Fatum Johna Constantine’a
Poprzednim razem wspomniałem, że Garth Ennis bardzo dobrze prowadzi postać Johna Constantine’a. W tym tomie autor robi to jeszcze lepiej. Od rozstania z Kit minął rok. W tym czasie bohater stoczył się na samo dno, jednak z czasem stanął na nogi. Nie znaczy to jednak, że wyzbył się dawnych nawyków i przestał parać się czarną magią i różnorodnymi rytuałami. Co to, to nie. Scenarzysta przedstawia nam go jako osobę, która chociaż chciałaby się zmienić, to nie może, ponieważ zło zawsze ją odnajdzie.
John Constantine to postać, która sprowadza na siebie nieszczęścia, sprawiając, że cierpią też jego najbliżsi. Egoistyczne i samolubne usposobienie to po części obrona, bo ma nie dopuścić do niego osób, na których mogłoby mu zależeć. Być może stoczenie się naszego maga było zbyt dosadne i momentami mogło się wydawać żałosne, jednak moim zdaniem Garth Ennis stworzył naprawdę ludzką i ciekawą postać.

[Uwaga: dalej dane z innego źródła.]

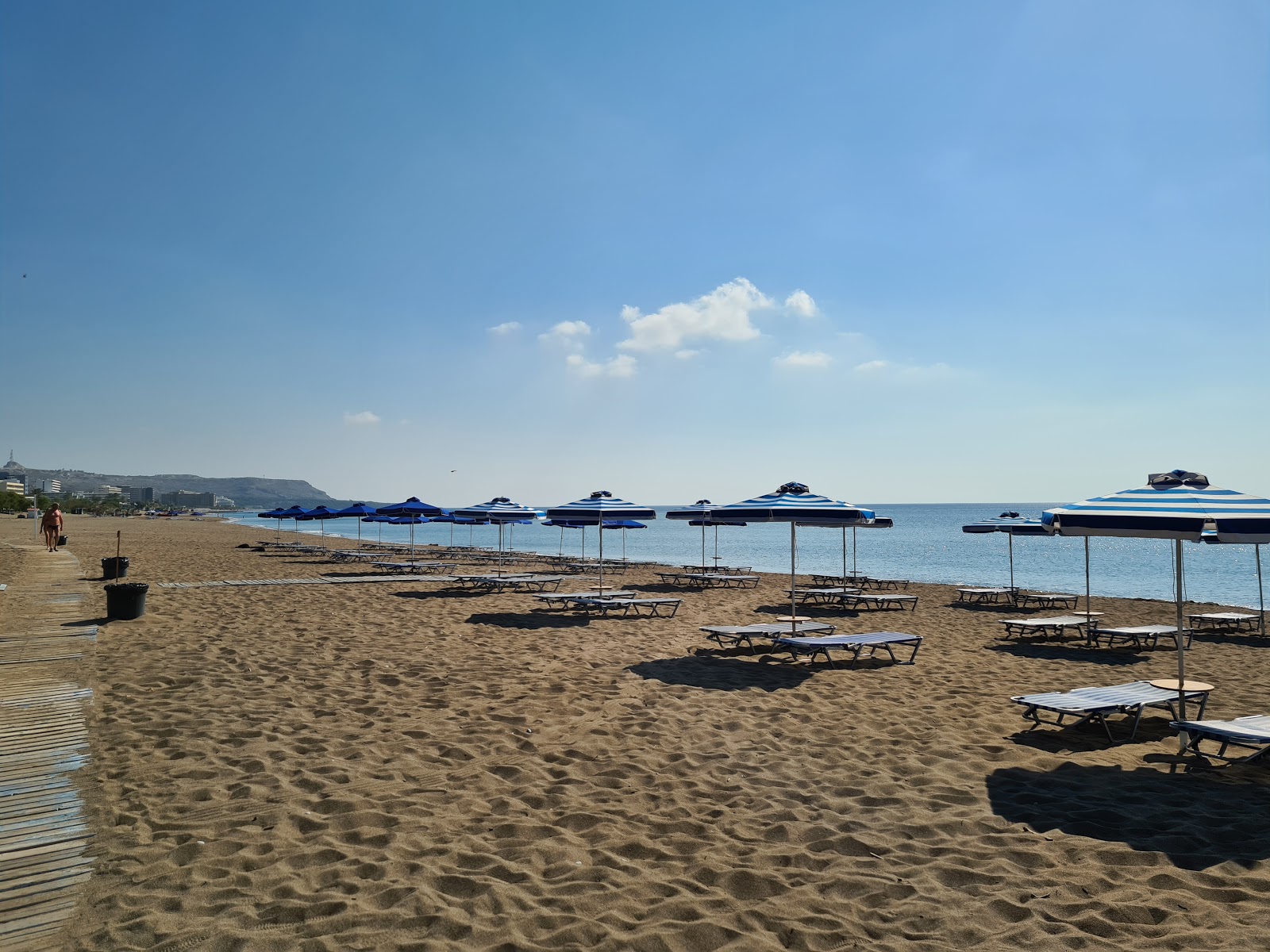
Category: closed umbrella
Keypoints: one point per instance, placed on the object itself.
(794, 503)
(1179, 505)
(356, 511)
(1011, 524)
(595, 509)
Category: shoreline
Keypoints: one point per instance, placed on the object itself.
(395, 767)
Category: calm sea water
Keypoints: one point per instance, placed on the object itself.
(926, 545)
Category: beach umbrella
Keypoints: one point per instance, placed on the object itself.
(794, 503)
(380, 520)
(291, 513)
(624, 524)
(410, 507)
(1011, 524)
(595, 509)
(356, 511)
(321, 514)
(879, 522)
(499, 511)
(1180, 505)
(698, 514)
(273, 514)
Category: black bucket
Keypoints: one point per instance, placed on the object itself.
(126, 600)
(114, 568)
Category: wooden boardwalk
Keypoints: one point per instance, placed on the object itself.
(44, 831)
(315, 581)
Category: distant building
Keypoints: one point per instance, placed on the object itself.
(181, 499)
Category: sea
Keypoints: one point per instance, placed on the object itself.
(926, 545)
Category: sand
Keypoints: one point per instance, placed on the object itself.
(402, 767)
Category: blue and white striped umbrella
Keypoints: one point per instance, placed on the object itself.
(595, 509)
(1013, 524)
(1179, 505)
(794, 503)
(499, 511)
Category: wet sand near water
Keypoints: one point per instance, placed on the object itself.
(397, 766)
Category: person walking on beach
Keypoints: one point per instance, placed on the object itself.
(51, 524)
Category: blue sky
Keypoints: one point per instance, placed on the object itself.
(929, 251)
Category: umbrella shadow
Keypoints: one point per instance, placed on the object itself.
(1198, 820)
(1068, 653)
(717, 673)
(530, 620)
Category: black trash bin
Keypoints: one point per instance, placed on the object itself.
(114, 568)
(126, 600)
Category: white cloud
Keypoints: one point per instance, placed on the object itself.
(722, 315)
(804, 359)
(620, 366)
(568, 333)
(802, 304)
(872, 366)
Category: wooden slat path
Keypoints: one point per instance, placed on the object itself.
(342, 581)
(44, 835)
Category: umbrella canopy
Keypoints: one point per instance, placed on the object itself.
(501, 511)
(595, 511)
(410, 507)
(1013, 524)
(1178, 505)
(794, 503)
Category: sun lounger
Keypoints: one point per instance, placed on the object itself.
(1098, 704)
(1138, 635)
(856, 645)
(1225, 621)
(1045, 600)
(859, 602)
(1250, 733)
(736, 635)
(884, 584)
(630, 607)
(1058, 626)
(562, 600)
(983, 597)
(823, 596)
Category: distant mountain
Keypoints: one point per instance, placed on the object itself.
(248, 492)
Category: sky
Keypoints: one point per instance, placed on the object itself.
(902, 253)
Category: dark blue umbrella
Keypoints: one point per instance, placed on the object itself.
(356, 511)
(410, 507)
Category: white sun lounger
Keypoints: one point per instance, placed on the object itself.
(856, 645)
(1058, 625)
(736, 635)
(1250, 733)
(1225, 621)
(1099, 704)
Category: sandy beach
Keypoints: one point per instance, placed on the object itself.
(400, 766)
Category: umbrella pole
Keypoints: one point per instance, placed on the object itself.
(1089, 616)
(1261, 594)
(1010, 537)
(1181, 655)
(793, 588)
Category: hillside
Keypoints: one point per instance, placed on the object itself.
(249, 492)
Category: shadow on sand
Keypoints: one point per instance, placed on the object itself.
(1068, 653)
(1197, 820)
(530, 620)
(721, 673)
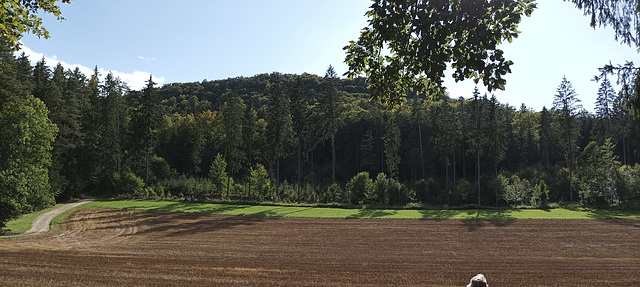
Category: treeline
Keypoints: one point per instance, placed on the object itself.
(302, 138)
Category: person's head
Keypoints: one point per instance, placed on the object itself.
(478, 281)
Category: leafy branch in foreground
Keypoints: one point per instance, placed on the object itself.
(19, 16)
(408, 45)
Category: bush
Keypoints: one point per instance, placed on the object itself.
(160, 169)
(596, 174)
(358, 187)
(629, 185)
(218, 175)
(129, 184)
(426, 191)
(517, 191)
(186, 188)
(388, 191)
(541, 195)
(260, 182)
(463, 193)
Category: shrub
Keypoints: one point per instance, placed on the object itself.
(596, 174)
(427, 191)
(260, 182)
(629, 186)
(218, 174)
(541, 195)
(517, 191)
(129, 184)
(358, 187)
(463, 193)
(160, 169)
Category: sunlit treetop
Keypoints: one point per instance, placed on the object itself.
(18, 17)
(408, 45)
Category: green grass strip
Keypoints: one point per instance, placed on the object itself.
(321, 212)
(23, 223)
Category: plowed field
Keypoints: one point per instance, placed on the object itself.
(100, 247)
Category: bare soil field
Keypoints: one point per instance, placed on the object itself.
(101, 247)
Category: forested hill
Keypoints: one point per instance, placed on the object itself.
(213, 94)
(310, 138)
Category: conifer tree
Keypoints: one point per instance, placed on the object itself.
(279, 125)
(329, 110)
(567, 103)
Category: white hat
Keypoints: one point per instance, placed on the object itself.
(478, 281)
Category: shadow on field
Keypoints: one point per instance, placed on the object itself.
(164, 223)
(475, 224)
(628, 222)
(372, 213)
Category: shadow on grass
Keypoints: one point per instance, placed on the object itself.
(372, 213)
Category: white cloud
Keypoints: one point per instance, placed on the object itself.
(147, 59)
(135, 80)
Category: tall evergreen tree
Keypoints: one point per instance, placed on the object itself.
(145, 119)
(329, 109)
(279, 124)
(112, 140)
(299, 117)
(566, 101)
(604, 110)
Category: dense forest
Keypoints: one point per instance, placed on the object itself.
(303, 138)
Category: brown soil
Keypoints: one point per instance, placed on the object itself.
(134, 248)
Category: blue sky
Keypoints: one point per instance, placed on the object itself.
(186, 41)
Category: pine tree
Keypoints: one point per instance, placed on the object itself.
(145, 120)
(299, 117)
(232, 113)
(604, 110)
(566, 101)
(279, 125)
(330, 113)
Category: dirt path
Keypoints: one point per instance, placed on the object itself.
(42, 223)
(110, 247)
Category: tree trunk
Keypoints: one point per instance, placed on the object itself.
(455, 188)
(333, 160)
(299, 171)
(278, 178)
(421, 152)
(446, 172)
(478, 157)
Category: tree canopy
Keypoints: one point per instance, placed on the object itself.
(18, 17)
(408, 45)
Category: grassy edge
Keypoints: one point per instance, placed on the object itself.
(345, 213)
(23, 223)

John Higgins i pozostali rysownicy
Jeżeli zaś chodzi o szatę graficzną komiksu, to znajdziemy w nim prace takich rysowników jak Steve Dillon, William Simpson, Peter Snejbjerg i Glyn Dillon. O ile spora część albumu utrzymana jest w podobnej stylistyce, tak wspomniany „Syn człowieczy” znacząco wyróżnia się na tle innych historii. Autorem rysunków do tej opowieści jest John Higgins i kolorysta James Sinclair. Komiks jest bogatszy w kolory niż poprzednie zeszyty, jednak niepozbawiony mrocznego klimatu i elementów gore, co bardzo dobrze komponuje się z opowiedzianą historią. Jedyne zastrzeżenia mam do niektórych postaci, które są zbyt uproszczone. W materiałach dodatkowych znajdziemy jedynie kilka okładek i rysunków innych twórców.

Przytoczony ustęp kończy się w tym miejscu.